Help with proof involving Eisenstein's criterion

Question

Let $a\in\mathbb {Z}[X]$ and suppose that $2a\in\mathbb {Z}[X]$ is Eisenstein with respect to a prime $p\in\mathbb {Z}$.

How can I prove that $a$ is an Eisenstein polynomial with respect to $p$?

Any help would be greatly appreciated!

Answer 1

Hint 1 Show that $p \neq 2$. To do this, use $p\nmid 2a_n$.

Hint 2: If $p|2a_k$ and $p \neq 2$ deduce that $p|a_k$.

Hint 3: If $p^2 \nmid 2a_0$ show that $p^2 \nmid a_0$.

Answer 2

$$\begin{align} &\ \ \ \ \overbrace{p\nmid 2a_n,\ \ \ \ p\mid 2a_{n-1},\ldots, p\mid 2a_0,\ p^2\nmid 2a_0}^{\textstyle 2a(x)\ {\rm is}\ p\text{-Eisenstein}}\\[.1em] \Longrightarrow\ &p\nmid 2,\, \underbrace{p\nmid a_n,\ p\mid\ a_{n-1},\,\ldots,\, p\mid a_0,\ \ p^2\nmid a_0}_{\textstyle a(x)\ {\rm is}\ p\text{-Eisenstein}}\\[.5em] &\ \ \ \text{since }\,p\nmid 2,\ p\mid 2a_i\,\Rightarrow\, p\mid a_i\ \ \rm by\ Euclid \end{align}\qquad$$

More conceptually recall the key idea in Eisenstein is the $\,a(x) \equiv cx^n\pmod{\!p}\,$ is (an associate) of a prime power $\,x^n\,$ and prime products factor uniquely.

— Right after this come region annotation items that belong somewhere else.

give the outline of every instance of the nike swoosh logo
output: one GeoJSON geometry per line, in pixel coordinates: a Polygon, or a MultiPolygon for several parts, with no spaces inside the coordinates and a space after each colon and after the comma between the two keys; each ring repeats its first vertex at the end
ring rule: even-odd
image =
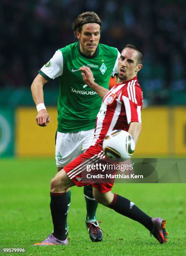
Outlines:
{"type": "Polygon", "coordinates": [[[72,69],[72,72],[76,72],[76,71],[79,71],[79,69],[72,69]]]}

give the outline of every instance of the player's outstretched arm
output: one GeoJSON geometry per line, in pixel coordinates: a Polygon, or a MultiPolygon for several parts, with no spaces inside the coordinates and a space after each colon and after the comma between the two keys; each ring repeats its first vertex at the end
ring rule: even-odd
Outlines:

But this form is preserved by unit scalings, i.e.

$$\begin{align}\bmod p\!:\,\ 2a(x) &\equiv c\ x^n,\ \ c\not\equiv 0,\ \ p^2\nmid 2a(0)\\[.3em] \Rightarrow\, 2\not\equiv 0,\ a(x)&\equiv \bar c\, x^n,\,\ \bar c\not\equiv 0,\ \ p^2\nmid a(0),\,\ \bar c = c/2\end{align}\qquad$$

Answer 3

If

$2a(x) \in \Bbb Z[x] \tag 1$

is Eisenstein with respect to $p \in \Bbb P$, then $p \ne 2$ since Eisenstein forbids $p \mid 2a_n$, where

$a(x) = \displaystyle \sum_0^n a_i x^i \in \Bbb Z[x]; \tag 2$

since

$p \not \mid 2a_n, \tag 3$

we immediately have

$p \not \mid a_n; \tag 4$

with $p \ne 2$ and

$p \mid 2a_i, \; 0 \le i < n, \tag 5$

we may infer

$p \mid a_i, \; 0 \le i < n; \tag 6$

this follows from the well-known property of primes:

$p \mid ab \Longleftrightarrow [p \mid a] \vee [p \mid b]; \tag 7$

and if $p \ne 2$ and

$p^2 \mid 2a_0, \tag 8$

then

$\exists r \in \Bbb Z, \; p^2r = 2a_0, \tag 9$

whence

$p \mid 2a_0 \Longrightarrow p \mid a_0 \Longrightarrow \exists s \in \Bbb Z, \; ps = a_0, \tag{10}$

from which

$p^2r = 2ps; \tag{11}$

thus

$pr = 2s \Longrightarrow p \mid s \Longrightarrow \exists t \in \Bbb Z, \; s = pt; \tag{12}$

now in light of (10) we may write

$p^2t = a_0 \Longrightarrow p^2 \mid a_0. \tag{13}$

(4), (6) and (13) together show that $a(x)$ is $p$-Eisenstein, that is, Eisenstein with respect to $p \in \Bbb P$, as desired.